A terceira orientação é conheça seus pontos fortes e pontos a serem desenvolvidos. E para reconhecer pontos fracos é necessário muita maturidade. É preciso estar muito seguro de si, e as pessoas inseguras tem mais dificuldade em aceitar críticas. Peça sempre um feedback do seu comportamento. Pergunte aos seus chefes, aos seus pares e aos seus subordinados. Escute ( recomendação número 2!!). Peça exemplos de onde e quando se comportou desta ou daquela maneira. Não contra argumente quando confrontado com um ponto a ser desenvolvido. Peça mais exemplos e confirme as possibilidades com outros colegas. Em locais adequados a uma boa conversa íntima, com o tempo necessário para que o outro possa desenvolver sua tese. Lembre-se sempre que todos tem pontos a desenvolver. E pontos fortes, com certeza.
Marcelo Miranda – Qual sua opiniáo para como o gestor da geração X ou baby-boomer para lidar com equipes com jovens da geração Y da melhor maneira?
Eline Kullock – Para que o gestor possa lidar bem com todas as gerações é necessário primeiramente que ele entenda que as gerações pensam de forma diferente. Que cada geração terá suas demandas específicas. A Geração Y se ressente da baixa frequência de feedback, por exemplo. A Geração Y quer reuniões mais rápidas e processos menos engessados. Escute cada demanda e compreenda que nem todos pensam com sua cabeça, baseados no seu conjunto de crenças e vivências. Dê espaço para que coloquem seus pontos de vista. Nenhuma opinião ou pergunta é boba. Todas são válidas. Saiba se colocar no lugar dos outros. Ver a vida pelo olhos deles. Saiba criar espaços onde as pessoas podem reclamar, questionar, abrir debates. As pessoas precisam disso e vão confiar mais em você se você confiar mais nelas. Não deixe de colocar suas próprias opiniões. Você tem suas próprias opiniões, claro, e deve explicitá-las, mas ouvir outros pontos de vista só farão de você um gestor mais completo.
Perfil: Eline Kullock
Eline é presidente do Grupo Foco, consultoria que fundou há 19 anos e hoje conta com 250 funcionários e 8 filiais nos estados mais importantes do Brasil...
...Eline escreveu diversos artigos para jornais e revistas, discutindo as tendências das organizações e seus funcionários, sempre baseada em estudos e pesquisas.

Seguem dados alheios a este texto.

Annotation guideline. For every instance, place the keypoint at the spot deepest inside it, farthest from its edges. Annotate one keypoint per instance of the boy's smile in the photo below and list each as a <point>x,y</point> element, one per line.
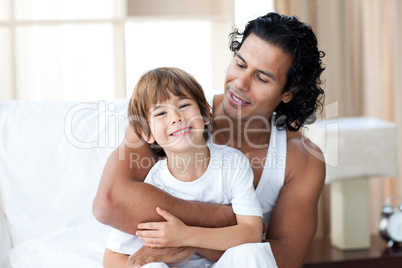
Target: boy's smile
<point>177,124</point>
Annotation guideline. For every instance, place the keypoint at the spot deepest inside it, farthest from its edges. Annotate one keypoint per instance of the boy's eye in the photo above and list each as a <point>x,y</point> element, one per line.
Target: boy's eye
<point>160,114</point>
<point>184,105</point>
<point>262,80</point>
<point>241,65</point>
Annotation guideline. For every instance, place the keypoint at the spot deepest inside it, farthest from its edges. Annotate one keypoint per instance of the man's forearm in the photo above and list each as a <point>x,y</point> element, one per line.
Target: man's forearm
<point>210,254</point>
<point>130,203</point>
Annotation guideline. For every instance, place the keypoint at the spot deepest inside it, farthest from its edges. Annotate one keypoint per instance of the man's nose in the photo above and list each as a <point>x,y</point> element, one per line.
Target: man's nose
<point>176,116</point>
<point>242,82</point>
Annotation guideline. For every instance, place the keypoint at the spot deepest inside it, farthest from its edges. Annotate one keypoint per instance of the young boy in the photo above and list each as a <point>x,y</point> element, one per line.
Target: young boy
<point>168,109</point>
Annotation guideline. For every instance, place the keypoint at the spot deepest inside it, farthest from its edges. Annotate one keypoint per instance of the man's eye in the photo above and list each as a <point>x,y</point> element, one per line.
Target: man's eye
<point>184,105</point>
<point>262,80</point>
<point>160,114</point>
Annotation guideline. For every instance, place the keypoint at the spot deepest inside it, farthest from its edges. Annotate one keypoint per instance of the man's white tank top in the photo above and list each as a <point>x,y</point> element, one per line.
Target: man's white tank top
<point>273,175</point>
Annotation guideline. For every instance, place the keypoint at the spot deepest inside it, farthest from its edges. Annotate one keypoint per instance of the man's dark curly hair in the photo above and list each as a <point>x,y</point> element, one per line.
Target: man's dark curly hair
<point>303,76</point>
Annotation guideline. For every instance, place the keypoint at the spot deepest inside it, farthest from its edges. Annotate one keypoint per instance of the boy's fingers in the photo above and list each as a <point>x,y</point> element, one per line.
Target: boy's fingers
<point>166,215</point>
<point>147,233</point>
<point>149,225</point>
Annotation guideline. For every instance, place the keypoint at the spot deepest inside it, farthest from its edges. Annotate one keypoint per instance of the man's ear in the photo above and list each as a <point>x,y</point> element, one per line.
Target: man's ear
<point>207,118</point>
<point>287,96</point>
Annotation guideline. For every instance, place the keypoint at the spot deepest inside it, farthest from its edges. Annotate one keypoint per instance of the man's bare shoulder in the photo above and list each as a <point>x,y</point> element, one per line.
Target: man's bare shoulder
<point>305,160</point>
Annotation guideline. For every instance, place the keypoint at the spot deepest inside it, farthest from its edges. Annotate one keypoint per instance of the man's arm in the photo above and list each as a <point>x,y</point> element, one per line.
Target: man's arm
<point>294,220</point>
<point>174,233</point>
<point>123,200</point>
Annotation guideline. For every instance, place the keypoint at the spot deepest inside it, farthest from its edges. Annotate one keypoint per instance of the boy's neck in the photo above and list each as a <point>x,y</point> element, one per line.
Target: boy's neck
<point>190,165</point>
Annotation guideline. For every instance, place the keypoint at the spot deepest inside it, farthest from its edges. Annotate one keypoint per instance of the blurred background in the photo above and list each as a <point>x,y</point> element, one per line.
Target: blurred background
<point>97,49</point>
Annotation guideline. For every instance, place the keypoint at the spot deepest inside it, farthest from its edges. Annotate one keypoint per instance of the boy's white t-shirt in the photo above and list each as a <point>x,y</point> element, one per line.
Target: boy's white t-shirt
<point>227,180</point>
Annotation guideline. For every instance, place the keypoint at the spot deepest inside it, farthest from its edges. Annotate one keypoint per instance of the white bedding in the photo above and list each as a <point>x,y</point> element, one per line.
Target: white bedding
<point>78,246</point>
<point>52,154</point>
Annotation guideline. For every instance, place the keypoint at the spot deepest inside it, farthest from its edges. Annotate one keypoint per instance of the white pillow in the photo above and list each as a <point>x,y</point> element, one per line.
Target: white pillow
<point>5,242</point>
<point>52,154</point>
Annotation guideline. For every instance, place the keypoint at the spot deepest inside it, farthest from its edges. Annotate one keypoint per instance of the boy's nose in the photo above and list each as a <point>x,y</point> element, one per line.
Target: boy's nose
<point>176,117</point>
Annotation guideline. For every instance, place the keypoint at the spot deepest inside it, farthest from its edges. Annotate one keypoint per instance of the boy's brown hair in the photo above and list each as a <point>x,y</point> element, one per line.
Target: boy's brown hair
<point>155,86</point>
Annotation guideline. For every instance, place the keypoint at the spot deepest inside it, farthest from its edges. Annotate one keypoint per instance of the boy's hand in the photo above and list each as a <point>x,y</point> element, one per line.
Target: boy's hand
<point>167,255</point>
<point>171,233</point>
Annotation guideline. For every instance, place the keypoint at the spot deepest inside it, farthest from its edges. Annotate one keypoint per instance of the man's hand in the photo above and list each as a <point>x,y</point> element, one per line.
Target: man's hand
<point>171,233</point>
<point>167,255</point>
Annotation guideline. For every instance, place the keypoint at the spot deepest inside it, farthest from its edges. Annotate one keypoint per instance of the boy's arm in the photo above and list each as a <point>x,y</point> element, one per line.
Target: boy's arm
<point>174,233</point>
<point>123,200</point>
<point>113,259</point>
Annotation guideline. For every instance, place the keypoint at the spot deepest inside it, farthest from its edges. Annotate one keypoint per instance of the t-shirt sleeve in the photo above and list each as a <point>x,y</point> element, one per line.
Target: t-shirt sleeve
<point>244,197</point>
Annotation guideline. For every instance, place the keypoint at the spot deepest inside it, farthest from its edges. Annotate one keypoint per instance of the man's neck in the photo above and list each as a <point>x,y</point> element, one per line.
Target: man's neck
<point>190,165</point>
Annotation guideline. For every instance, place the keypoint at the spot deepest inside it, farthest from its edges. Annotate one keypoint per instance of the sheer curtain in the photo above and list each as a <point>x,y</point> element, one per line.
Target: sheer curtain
<point>361,40</point>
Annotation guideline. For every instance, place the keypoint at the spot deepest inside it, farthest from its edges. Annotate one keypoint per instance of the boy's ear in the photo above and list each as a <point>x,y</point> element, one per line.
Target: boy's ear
<point>287,96</point>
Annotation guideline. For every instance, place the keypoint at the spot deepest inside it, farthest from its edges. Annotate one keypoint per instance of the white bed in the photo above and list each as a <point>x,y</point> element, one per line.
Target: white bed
<point>51,158</point>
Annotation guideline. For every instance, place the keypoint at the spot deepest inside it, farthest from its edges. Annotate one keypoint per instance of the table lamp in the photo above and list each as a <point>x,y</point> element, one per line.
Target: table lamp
<point>354,149</point>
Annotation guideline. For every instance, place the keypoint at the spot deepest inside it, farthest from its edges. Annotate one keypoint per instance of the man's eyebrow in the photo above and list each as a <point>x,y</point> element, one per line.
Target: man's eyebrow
<point>154,108</point>
<point>269,74</point>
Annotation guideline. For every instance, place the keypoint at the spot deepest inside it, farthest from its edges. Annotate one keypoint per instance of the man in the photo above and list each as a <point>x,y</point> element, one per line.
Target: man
<point>272,88</point>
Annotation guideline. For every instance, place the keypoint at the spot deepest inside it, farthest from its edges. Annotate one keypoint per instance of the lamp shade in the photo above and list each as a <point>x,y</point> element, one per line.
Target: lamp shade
<point>355,147</point>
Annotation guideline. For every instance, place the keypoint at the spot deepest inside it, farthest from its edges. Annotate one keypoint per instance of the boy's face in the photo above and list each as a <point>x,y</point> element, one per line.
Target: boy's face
<point>255,79</point>
<point>176,124</point>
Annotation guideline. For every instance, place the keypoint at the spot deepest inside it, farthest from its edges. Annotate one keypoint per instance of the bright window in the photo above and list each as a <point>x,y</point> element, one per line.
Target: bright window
<point>182,44</point>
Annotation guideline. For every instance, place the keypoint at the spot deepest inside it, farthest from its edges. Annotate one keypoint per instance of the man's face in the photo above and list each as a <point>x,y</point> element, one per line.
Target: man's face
<point>255,79</point>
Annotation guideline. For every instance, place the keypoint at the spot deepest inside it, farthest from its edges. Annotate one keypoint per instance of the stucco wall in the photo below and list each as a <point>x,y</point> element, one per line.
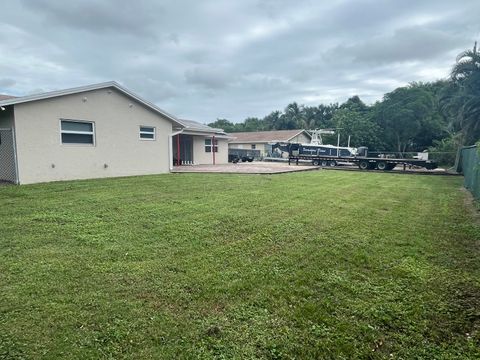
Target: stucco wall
<point>7,151</point>
<point>200,157</point>
<point>118,151</point>
<point>6,118</point>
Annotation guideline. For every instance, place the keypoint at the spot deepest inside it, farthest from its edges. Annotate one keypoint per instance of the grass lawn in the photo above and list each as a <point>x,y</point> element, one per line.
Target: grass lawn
<point>323,264</point>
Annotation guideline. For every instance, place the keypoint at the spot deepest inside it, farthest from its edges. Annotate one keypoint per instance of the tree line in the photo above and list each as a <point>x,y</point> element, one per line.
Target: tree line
<point>440,115</point>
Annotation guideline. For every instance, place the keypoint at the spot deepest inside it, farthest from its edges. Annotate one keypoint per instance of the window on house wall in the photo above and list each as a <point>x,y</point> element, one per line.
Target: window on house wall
<point>77,132</point>
<point>147,133</point>
<point>208,145</point>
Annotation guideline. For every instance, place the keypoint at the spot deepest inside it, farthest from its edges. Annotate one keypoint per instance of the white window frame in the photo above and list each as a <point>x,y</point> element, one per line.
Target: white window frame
<point>140,132</point>
<point>213,147</point>
<point>92,133</point>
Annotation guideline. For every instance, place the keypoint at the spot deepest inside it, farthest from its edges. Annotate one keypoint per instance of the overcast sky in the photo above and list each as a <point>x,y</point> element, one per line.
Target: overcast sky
<point>205,59</point>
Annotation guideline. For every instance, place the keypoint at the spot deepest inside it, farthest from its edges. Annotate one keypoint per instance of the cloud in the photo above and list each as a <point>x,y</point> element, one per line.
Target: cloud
<point>209,77</point>
<point>233,59</point>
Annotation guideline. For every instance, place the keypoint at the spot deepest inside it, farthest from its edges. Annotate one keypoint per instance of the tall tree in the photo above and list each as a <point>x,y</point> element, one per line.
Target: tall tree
<point>402,114</point>
<point>461,100</point>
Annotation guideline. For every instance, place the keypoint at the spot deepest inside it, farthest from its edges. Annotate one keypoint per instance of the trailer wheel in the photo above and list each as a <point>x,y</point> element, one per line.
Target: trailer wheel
<point>364,165</point>
<point>381,165</point>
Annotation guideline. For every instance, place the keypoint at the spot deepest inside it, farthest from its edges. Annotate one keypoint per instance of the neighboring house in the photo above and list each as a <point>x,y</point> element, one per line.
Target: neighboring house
<point>262,140</point>
<point>101,130</point>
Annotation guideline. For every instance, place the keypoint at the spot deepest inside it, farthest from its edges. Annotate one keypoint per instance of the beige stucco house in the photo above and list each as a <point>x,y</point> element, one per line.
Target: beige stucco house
<point>95,131</point>
<point>262,140</point>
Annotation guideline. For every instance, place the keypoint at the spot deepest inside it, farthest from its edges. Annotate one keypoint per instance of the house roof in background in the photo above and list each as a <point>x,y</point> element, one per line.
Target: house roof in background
<point>266,136</point>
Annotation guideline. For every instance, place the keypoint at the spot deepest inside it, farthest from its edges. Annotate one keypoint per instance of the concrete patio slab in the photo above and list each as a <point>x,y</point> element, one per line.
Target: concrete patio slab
<point>244,168</point>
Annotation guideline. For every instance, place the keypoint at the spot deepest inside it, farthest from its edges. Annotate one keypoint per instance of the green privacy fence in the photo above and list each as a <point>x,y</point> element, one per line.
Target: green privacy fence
<point>469,164</point>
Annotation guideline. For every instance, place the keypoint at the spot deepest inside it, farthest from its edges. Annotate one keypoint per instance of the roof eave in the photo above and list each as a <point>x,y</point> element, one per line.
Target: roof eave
<point>104,85</point>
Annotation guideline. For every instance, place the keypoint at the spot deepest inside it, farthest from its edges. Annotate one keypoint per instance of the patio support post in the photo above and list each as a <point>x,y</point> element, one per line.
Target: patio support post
<point>178,151</point>
<point>213,148</point>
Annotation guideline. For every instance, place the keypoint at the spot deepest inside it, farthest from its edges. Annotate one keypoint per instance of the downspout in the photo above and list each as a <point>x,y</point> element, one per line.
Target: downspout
<point>15,151</point>
<point>170,148</point>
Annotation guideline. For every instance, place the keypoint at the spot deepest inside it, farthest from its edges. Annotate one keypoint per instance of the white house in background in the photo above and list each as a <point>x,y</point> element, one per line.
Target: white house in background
<point>94,131</point>
<point>261,140</point>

Seu know-how também é fonte de referência em assuntos de RH para veículos da grande imprensa, como Gazeta Mercantil, Exame, TV Globo, Folha de São Paulo, entre outros veículos
Eline pesquisa há vários anos tendências do comportamento dos jovens e a influência dos videogames em sua atuação profissional, tendo sido fonte de referência para a imprensa nacional no assunto, especialmente quando se fala em “Geração Y“
Iniciou a carreira na diretoria da Mesbla Loja de Departamentos, atuando como Diretora de Recursos Humanos, Planejamento Estratégico e Organização. Também foi Diretora da Servenco, na holding que congrega empresas de construção, incorporação, administração de imóveis, Hotelaria e Administração de Shopping Centers.